Heart failure patients who are discharged from the hospital before they reach euvolemia—a healthy balance of blood in the body—are more likely to be readmitted in both the short- and long-term, according to research published in the American Journal of Cardiology this month.
Jonathan Davis, MD, MPHS, of Oregon Health and Science University, and colleagues led the retrospective study of 100 acute decompensated HF patients, whose discharge summaries were collected over a one-year period. Thirty-day readmissions typically fall between 19 and 25 percent for acute heart failure patients—something the authors said accounts for 80 percent of the domestic annual cost of HF.
“Patient education or attentive follow-up care may address this problem, thus recent interventions have focused on the interface between inpatient and ambulatory care, including tele-monitoring, intensive nursing support, expedited follow-up and improved patient education,” they wrote. “Less inquiry has been directed at the congested inpatient, particularly at the critical point of decongestion or ‘discharge readiness.’”
Exam improvement, dyspnea improvement, hemoconcentration and changes in NT-proBNP all exist to guide inpatient decongestion, but it’s largely unknown how those factors are documented and could affect outcomes.
Traditional cardiovascular risk factors were common among Davis et al.’s study population, and all-cause 30-day readmission occurred in 18 percent of the pool. Heart failure-related 30-day readmission affected 12 percent of participants.

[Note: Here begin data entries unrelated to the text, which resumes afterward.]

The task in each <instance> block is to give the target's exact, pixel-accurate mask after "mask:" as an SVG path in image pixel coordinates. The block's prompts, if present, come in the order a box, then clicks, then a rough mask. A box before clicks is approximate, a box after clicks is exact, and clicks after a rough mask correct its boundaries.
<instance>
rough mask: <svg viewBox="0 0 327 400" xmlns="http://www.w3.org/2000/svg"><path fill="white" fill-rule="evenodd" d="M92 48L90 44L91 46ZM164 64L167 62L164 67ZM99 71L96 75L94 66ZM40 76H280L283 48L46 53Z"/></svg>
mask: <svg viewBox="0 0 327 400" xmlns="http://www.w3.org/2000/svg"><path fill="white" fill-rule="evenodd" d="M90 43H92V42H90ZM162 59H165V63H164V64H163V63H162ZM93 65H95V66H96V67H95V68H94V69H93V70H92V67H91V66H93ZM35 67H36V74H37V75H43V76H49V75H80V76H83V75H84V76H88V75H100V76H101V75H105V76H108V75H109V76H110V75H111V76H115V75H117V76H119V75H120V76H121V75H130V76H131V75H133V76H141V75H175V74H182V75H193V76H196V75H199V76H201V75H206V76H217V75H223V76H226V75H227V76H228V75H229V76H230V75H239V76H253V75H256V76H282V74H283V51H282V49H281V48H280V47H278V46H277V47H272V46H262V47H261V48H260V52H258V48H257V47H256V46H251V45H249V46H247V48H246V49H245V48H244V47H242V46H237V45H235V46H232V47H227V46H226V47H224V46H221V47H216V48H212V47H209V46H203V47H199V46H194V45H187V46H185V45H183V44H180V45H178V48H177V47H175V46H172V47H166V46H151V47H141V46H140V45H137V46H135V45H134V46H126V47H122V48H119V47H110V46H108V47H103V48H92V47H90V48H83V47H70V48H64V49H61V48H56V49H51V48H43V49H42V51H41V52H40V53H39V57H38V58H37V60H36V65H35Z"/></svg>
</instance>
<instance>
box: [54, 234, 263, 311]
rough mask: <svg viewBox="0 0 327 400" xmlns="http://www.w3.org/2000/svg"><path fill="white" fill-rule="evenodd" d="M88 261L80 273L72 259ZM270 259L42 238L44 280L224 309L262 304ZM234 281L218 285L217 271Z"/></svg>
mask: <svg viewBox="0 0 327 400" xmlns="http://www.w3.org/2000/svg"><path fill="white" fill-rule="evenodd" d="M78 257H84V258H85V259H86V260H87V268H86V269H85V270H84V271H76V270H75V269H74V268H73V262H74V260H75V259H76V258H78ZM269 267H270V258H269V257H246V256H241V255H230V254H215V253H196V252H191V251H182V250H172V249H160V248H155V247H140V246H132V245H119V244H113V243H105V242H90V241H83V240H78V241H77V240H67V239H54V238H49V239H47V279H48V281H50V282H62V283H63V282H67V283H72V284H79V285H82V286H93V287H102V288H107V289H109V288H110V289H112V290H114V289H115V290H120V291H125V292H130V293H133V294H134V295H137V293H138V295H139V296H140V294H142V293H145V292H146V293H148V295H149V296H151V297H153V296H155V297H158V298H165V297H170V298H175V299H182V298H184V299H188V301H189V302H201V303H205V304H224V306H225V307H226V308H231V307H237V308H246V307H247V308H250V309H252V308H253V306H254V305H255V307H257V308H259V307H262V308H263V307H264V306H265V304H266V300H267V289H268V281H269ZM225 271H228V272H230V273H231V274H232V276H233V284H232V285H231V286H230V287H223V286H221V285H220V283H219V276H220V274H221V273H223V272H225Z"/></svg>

When it came to discharge summaries (DSs), the authors said, it wasn’t common for physicians to specifically state a patient had reached euvolemia, but when they did, patients were less likely to be readmitted in the future. A DS physical in support of decongestion and discussion of jugular venous pulse were also more common in patients who weren’t readmitted.
“The systematic demonstration of various ‘euvolemia markers’ prior to discharge may improve both transitions of care and the likelihood of a thoughtful discharge assessment,” the authors wrote. “Our findings suggest that discharge prior to euvolemia without satisfaction of these ‘euvolemia markers’ should be strongly discouraged.”
Davis and his colleagues said the trial had limitations, including the fact that it was subject to selection bias as an observational study. Other factors, like financial considerations and a larger sample size, could have improved the research.
“Monitoring decongestion and the assessment of discharge readiness by discharging providers and institutional standardization of discharge criteria and documentation should be studied prospectively to further evaluate the relationship between these practice patterns and patient outcomes,” the authors wrote.